There is a strong possibility that supermarket shelves will be empty of poultry products as energy and feed bills hit 'unprecedented levels', Irish Farmers' Association (IFA) poultry chair Nigel Sweetnam has said.

He argued that farmers won’t continue to place day-old birds or layer hens unless their costs are recovered.

Nigel Sweetnam said producers cannot get any more credit and cannot afford to pay their energy bills.

Campaign

Negotiations have been taking place with processors and egg packers as part of the IFA campaign to recover farmers’ costs from the marketplace.

"The war in Ukraine has driven feed and energy prices to unprecedented levels, meaning that in the case of the chicken processors, there are additional feed and energy costs which need to be covered, before they pass back the required increase to farmers,” he said.

The entire sector is in jeopardy

Sweetnam said that the increase offered by the processors and egg packers, from their share of what they were able to get from the marketplace, is "far from what producers need".

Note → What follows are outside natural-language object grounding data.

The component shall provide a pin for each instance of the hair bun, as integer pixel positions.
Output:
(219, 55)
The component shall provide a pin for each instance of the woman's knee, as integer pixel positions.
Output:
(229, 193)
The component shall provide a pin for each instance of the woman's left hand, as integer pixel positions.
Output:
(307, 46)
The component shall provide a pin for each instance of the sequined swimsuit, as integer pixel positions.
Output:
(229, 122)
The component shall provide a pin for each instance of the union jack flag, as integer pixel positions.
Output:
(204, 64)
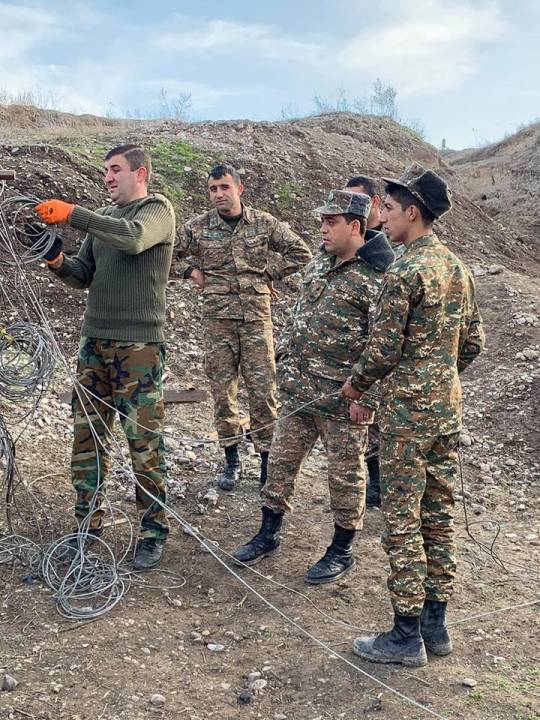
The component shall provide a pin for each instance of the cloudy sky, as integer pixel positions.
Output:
(466, 70)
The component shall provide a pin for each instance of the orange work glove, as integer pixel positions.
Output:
(54, 211)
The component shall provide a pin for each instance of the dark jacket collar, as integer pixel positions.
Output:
(377, 251)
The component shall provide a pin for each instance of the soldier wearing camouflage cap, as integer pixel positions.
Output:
(427, 329)
(325, 334)
(232, 254)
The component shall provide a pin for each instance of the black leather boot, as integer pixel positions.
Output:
(433, 628)
(148, 553)
(336, 561)
(264, 468)
(265, 543)
(233, 469)
(403, 644)
(373, 492)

IFA poultry committee vice-chair Brendan Soden said producers are suffering and losing money.

Soden said that without an immediate increase in the wholesale retail price, to be passed back to egg and chicken producers, the entire sector is in jeopardy.

"What we produce is top quality, but at prices which are not sustainable. We intend to highlight the absolute necessity for our costs to be recovered from the food chain immediately,” he said.